There were moments when he had thought that perhaps he was destined to die early; and he had made his will carefully, after much consultation with Mr. Mervyn, who was always, as it were, ready to hand during his short married life. Never, never once did he think he was to lose his beautiful tormentor, and so tragically.

At first he was prostrate. No one could rouse him. His father came to him and stayed. Dr. Hildyard spent his Sundays at the Pinewood. But efforts to coax and even startle him out of his gloom were fruitless. For a whole year he could not shake off the vivid recollection of what none but himself knew—the crowning horror of Lilia’s death-bed, her awful request, and his promise.

But through all this darkness of soul his faith did not waver. He reproached himself bitterly that he had not insisted more, struggled more, to help Lilia in her uncertainty, her unbelief. He blamed himself for her dying blasphemy, and for what he considered his cowardice in promising to kill himself. He went through their short life together over and over again, telling himself that at this juncture he ought to have said and done this thing, at such another that. He spent his days in listless wanderings about the Pinewood; his nights, or the best part of them, in feverish study, which availed him little or nothing. Thus passed the first year of his widowerhood.

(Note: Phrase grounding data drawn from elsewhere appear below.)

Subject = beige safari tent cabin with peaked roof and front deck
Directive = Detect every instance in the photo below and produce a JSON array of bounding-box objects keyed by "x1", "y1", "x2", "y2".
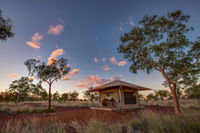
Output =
[{"x1": 88, "y1": 80, "x2": 151, "y2": 111}]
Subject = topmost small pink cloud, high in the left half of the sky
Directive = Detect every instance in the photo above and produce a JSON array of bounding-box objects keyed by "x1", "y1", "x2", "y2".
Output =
[{"x1": 47, "y1": 24, "x2": 64, "y2": 35}]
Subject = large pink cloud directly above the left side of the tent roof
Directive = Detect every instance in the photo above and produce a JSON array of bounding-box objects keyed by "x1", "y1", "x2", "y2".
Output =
[{"x1": 75, "y1": 75, "x2": 123, "y2": 88}]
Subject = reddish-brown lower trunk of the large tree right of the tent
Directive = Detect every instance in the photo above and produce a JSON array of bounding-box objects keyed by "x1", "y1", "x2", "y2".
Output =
[{"x1": 171, "y1": 84, "x2": 181, "y2": 114}]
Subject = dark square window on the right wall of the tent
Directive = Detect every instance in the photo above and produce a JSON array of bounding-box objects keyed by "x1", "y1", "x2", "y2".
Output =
[{"x1": 124, "y1": 92, "x2": 137, "y2": 104}]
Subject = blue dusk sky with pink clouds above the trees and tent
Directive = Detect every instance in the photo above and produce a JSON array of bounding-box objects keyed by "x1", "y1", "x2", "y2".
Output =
[{"x1": 0, "y1": 0, "x2": 200, "y2": 96}]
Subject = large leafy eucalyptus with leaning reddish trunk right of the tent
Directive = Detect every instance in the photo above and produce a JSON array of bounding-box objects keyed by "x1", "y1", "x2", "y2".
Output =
[{"x1": 118, "y1": 10, "x2": 200, "y2": 113}]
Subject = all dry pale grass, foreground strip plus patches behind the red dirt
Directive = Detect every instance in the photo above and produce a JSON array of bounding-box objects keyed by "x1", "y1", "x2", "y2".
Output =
[{"x1": 0, "y1": 100, "x2": 200, "y2": 133}]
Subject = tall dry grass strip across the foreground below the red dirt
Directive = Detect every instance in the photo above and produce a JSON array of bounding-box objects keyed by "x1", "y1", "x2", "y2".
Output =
[{"x1": 0, "y1": 109, "x2": 200, "y2": 133}]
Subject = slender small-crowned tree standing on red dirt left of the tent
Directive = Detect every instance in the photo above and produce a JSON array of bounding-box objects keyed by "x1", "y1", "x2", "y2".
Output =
[{"x1": 24, "y1": 58, "x2": 70, "y2": 109}]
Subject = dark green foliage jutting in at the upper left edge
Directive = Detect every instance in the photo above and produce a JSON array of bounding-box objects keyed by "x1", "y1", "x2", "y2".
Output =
[{"x1": 0, "y1": 10, "x2": 14, "y2": 41}]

Then came another sharp shock—the death of his good, kind friend, Dr. Hildyard, after a short illness of ten days.

During those ten days of close attendance upon his patron, Hugh’s eyes were opened. He saw that, the existence of which in a human being he had never suspected, never believed possible, a lofty soul.

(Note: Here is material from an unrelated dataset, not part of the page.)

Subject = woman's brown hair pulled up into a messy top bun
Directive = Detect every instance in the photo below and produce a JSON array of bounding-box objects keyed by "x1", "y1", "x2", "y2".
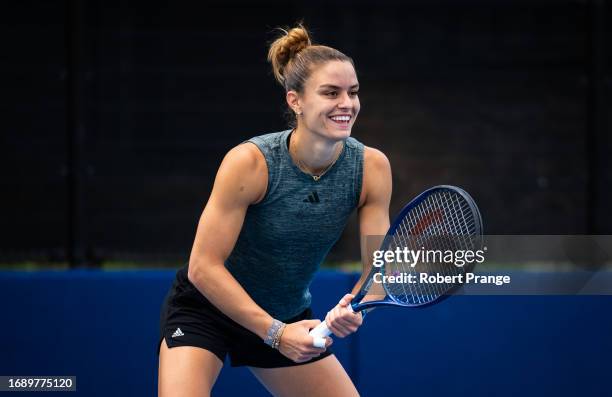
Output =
[{"x1": 268, "y1": 23, "x2": 355, "y2": 126}]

Doctors are proverbially the worst patients. Dr. Hildyard, well aware that this was the end of his career, was a little impatient, perhaps, as to remedies which could not possibly reverse the fiat. In a few days his soul would be required of him, he knew that. He bore his physical agony with stoicism; his anxiety to leave his affairs in perfect order was so intense, it was a greater soporific than any narcotic. He talked much and often, between the paroxysms, to the young man in whose genius his faith had never wavered. He told his life—the difficulties he had successfully fought against and overcome, the awful temptations he had struggled with to the bitter end, the enmities which had dogged his footsteps and poisoned his simplest enjoyments—to Hugh. Each day of Dr. Hildyard’s existence, each day of that man who was supposed to be one of the most enviable beings in creation, who was in receipt of splendid fees, courted by all classes, the much-lauded hero of the medical press and the secretly hated of all the unsuccessful of the faculty (and their name is legion), was a miniature martyrdom; and he was awaiting his release with eager joy—a joy only damped by remorse that he had not done better, had not been a more faithful servant of the Giver of All.

“The miserable way in which I have crawled through my difficulties!” he wailed to his protégé. “Paull, never, never, fly low! Soar over your temptations and troubles, or when you come to die you will be ashamed of yourself, like I am!”

It was Dr. Hildyard’s exalted opinion of what a man should be, that first abashed, then roused, Hugh to cast aside self and live a new life.

Very soon after his friend’s death he set himself resolutely to a fresh beginning.

He had been strongly recommended by Dr. Hildyard to the influential men who came to shake his hand for the last time; and his start in practice as a specialist in nerve cases was made easy to him.